Nathalí Macedo
Na Copa do Mundo de 2014 – a essa altura, muito racismo já havia sido destilado pelas torcidas ao redor do mundo – a FIFA escreveu um simpático texto antirracista a ser lido antes dos jogos:
“Rejeitamos qualquer tipo de discriminação de raça, orientação sexual, origem ou religião. Por meio do poder do futebol, podemos ajudar e livrar o nosso esporte e a nossa sociedade do racismo.
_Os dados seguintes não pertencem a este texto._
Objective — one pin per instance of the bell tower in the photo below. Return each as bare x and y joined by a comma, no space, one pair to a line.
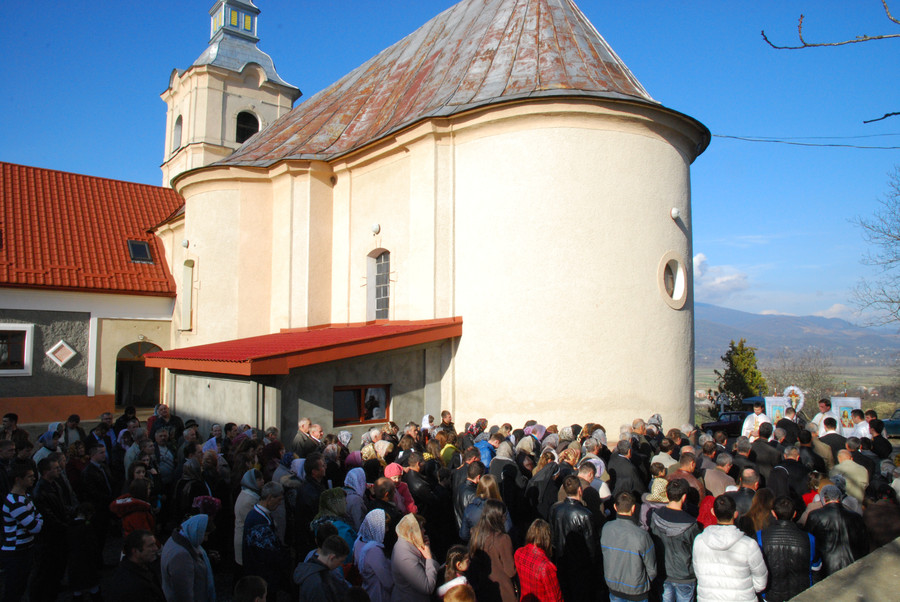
228,94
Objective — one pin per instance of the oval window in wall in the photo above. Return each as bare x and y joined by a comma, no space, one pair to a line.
672,279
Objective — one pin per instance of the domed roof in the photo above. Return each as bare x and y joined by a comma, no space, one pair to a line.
476,53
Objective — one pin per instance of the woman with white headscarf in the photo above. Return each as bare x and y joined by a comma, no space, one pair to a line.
355,486
186,572
251,484
373,565
413,568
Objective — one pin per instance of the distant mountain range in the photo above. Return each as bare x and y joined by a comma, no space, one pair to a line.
850,345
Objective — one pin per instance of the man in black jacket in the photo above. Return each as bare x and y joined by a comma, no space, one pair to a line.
743,458
308,495
623,474
574,543
881,446
808,457
743,497
766,454
789,426
50,548
134,580
789,553
673,532
465,492
840,533
832,439
97,488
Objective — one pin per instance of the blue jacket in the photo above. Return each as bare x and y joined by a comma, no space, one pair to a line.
487,452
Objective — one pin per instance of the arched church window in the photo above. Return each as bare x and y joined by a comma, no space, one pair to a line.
379,285
247,125
176,135
382,286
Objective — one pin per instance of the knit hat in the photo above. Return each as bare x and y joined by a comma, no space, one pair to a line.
658,491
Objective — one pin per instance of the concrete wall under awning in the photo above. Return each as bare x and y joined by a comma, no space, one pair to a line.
218,399
414,374
872,577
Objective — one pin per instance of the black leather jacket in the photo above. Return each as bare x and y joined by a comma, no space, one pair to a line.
461,498
573,531
788,554
840,536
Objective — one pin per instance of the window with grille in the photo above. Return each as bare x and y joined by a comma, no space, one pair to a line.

Assumimos o compromisso de perseguir esse objetivo e contamos com você para nos ajudar nesta luta”.
Isso me lembra estranhamente – ou não – da Rede Globo, que faz seu discurso antirracista de maneira irretocável, mas permite que Patícia Poeta interrompa Manoel Soares – colega de palco negro -, inclusive quando o assunto é racismo.
Na verdade, sei de onde tirei essa associação: ambos lançam mão da mesma hipocrisia.
Eis que o jogador de futebol Vinicius Junior, destaque no Real Madrid, tem aproveitado muito bem a oportunidade de desmascarar essa hipocrisia e escancarar – ainda mais – o racismo no meio futebolístico.

“A cada rodada fora de casa uma surpresa desagradável. E foram muitas nessa temporada. Desejos de morte, boneco enforcado, muitos gritos criminosos… Tudo registrado. Mas o discurso sempre cai em ‘casos isolados’, ‘um torcedor’. Não são casos isolados. São episódios contínuos espalhados por várias cidades da Espanha e até em um programa de televisão (…) As provas estão aí no vídeo. Agora, pergunto: quantos desses racistas tiveram nomes e fotos expostos em sites? Eu respondo para facilitar: zero. Nenhum pra contar uma história triste ou pedir aquelas falsas desculpas públicas”, desabafou.
Embora o processo de educação – sobretudo de preconceitos arraigados, como o racismo – é lenta e difícil. Mas o que Vini Júnior vem fazendo nos últimos dias é épico: denunciar o racismo em um país racista, sobretudo um país que não é o seu, é um ato de grande coragem.
Até agora, sete torcedores foram presos e o país debate o racismo como nunca antes. Quem, na história do futebol, conseguiu essa façanha?
“Está claro que é mais fácil falar do que fazer, mas temos que fazer e apoiar um processo de educação”, afirmou o presidente da Fifa, Gianni Infantino, com toda razão.
O que Vini iniciou talvez seja – e muito provavelmente é – um pontapé importantíssimo para o debate sobre racismo no mundo. Uma inspiração para que outros jogadores negros quebrem o silêncio e lutem por mais respeito e dignidade e um choque de realidade em um país como a Espanha.
Quantos jogadores negros já sofreram injúrias raciais em campo? E quantos deles fizeram o que Vini Jr fez?
Ver as coisas sob essa perspectiva – embora necessário – acaba por colocar nas vítimas a responsabilidade de combater o racismo que sofrem. Vini Júnior não deveria precisar lutar pra não sofrer episódios de injúria racial. Esse movimento – que aparentemente tende a crescer – é importantíssimo, mas não é uma responsabilidade das vítimas, e sim dos clubes e da própria FIFA – de preferência fazendo mais do que um texto antirracista.
Esta tem sido, entretanto, considerada a maior batalha do futebol nos últimos tempos. Já que as coisas não mudam de cima pra baixo – que mais jogadores assumam a coragem de Vini Jr, até que o repúdio ao racismo saia do papel.